MSPs that adopt such a platform can move from firefighting per-tenant issues to offering packaged services: a baseline security pack, an advanced managed security tier, and a Copilot enablement add-on. This productization can lift margins and create clearer upsell paths tied to AI maturity instead of hourly break-fix work.
What to Do Now: A Practical Guide for MSPs
If you’re an MSP evaluating inforcer’s platform or the Intune-for-MSPs initiative, follow these steps to separate promise from reality:
- Run a focused pilot. Select a small set of tenants that represent your typical client profile and test the policy templates, remediation workflows, and dashboards. Validate that automated remediation actions don’t break critical workflows—an over-eager rule could alter conditional access policies or app access settings with unintended consequences.
- Check integration depth. Confirm API-level integration with your existing RMM and PSA systems. Can the platform export and import policies cleanly? Are there rate limits that could slow down operations during peak hours?
- Verify security and compliance controls. Ask how tenant configuration backups are stored and who can access them. Ensure that sensitivity labels, retention policies, and audit trails align with your customers’ compliance needs, especially for regulated industries.
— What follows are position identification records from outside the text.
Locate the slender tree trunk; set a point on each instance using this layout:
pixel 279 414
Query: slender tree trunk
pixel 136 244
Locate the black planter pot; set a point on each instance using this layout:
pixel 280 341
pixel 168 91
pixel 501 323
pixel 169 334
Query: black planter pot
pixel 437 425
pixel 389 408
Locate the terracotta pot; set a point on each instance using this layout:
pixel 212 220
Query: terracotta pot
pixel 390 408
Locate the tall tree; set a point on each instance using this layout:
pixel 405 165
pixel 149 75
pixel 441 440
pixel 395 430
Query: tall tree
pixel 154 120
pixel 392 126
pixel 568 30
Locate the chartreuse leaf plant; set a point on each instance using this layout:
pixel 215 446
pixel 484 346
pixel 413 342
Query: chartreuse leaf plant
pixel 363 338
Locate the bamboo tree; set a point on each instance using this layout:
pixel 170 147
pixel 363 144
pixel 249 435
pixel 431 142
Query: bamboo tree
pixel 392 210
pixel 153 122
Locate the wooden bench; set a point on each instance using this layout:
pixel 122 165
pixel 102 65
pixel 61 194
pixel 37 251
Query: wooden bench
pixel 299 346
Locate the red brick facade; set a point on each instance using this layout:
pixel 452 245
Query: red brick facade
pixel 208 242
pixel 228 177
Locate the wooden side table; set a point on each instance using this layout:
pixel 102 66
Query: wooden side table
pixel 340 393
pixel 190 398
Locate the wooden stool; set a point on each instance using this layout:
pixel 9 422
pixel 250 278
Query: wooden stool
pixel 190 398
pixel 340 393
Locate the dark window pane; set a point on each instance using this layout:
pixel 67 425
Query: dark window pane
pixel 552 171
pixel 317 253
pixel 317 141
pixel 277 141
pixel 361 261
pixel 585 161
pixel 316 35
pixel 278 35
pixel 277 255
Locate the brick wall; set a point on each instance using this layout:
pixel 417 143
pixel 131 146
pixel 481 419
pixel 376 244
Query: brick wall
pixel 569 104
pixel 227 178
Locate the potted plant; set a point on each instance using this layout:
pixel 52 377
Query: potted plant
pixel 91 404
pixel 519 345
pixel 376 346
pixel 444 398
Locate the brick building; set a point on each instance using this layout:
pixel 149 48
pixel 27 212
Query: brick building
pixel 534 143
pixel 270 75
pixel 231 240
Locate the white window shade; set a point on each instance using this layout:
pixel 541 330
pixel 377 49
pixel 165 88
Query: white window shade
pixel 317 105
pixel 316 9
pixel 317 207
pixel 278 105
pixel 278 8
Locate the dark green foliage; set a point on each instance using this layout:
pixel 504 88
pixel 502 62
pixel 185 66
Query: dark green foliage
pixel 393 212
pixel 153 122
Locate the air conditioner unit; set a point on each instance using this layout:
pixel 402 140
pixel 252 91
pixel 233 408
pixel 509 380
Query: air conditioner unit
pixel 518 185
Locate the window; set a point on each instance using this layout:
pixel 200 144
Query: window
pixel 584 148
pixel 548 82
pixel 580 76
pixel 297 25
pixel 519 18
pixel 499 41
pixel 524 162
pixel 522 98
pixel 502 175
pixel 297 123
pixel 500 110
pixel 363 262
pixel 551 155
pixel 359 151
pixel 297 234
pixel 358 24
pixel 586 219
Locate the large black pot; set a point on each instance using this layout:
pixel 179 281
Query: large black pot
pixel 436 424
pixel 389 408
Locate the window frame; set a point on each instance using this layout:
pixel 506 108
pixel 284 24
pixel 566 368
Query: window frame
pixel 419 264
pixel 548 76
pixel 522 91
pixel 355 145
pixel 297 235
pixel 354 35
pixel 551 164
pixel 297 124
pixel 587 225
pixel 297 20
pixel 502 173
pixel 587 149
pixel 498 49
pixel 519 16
- Test the Copilot readiness assessment. Once the October release lands, run the assessment on a pilot tenant. Compare its findings with a manual audit to gauge its accuracy and completeness. This feature will be key to selling Copilot enablement services, so it needs to be trustworthy.
- Clarify commercial terms. Understand per-tenant pricing, renewal terms, and any co-selling commitments Microsoft may offer through the initiative. Ask for references from MSPs of similar size and verticals that have used the platform for at least six months.
- Plan for training and service agreement updates. Get your service delivery engineers trained on the platform, and update your managed service agreements to reflect new SLAs for security enforcement and Copilot readiness.
MSPs should also verify any exclusivity claims—Inforcer’s announcement says it’s “one of only two” initial software companies, but Microsoft’s public partner rosters for this initiative are not exhaustive. If that distinction matters to your commercial strategy, confirm directly with your Microsoft partner manager.
What’s Next
In the coming months, two milestones will indicate whether this partnership delivers for MSPs. First, the October platform release with the Copilot readiness assessment must arrive on schedule and prove its worth in real-world tests. Second, Microsoft’s willingness to expand the Intune-for-MSPs initiative and publish a formal partner roster will increase transparency and help MSPs align co-sell motions.
Expect deeper integrations with Microsoft Sentinel, Defender, and third-party RMM/PSA platforms as inforcer builds on its MISA membership. MSPs that pilot the platform now can influence the roadmap and secure early-mover advantages in productizing AI-ready services.
The partnership between Microsoft and inforcer signals a maturing ecosystem where MSPs can finally escape tool sprawl and turn Microsoft 365 management into a scalable, profitable line of business. But as with any tool, success will depend on rigorous testing, clear service definitions, and a healthy dose of due diligence.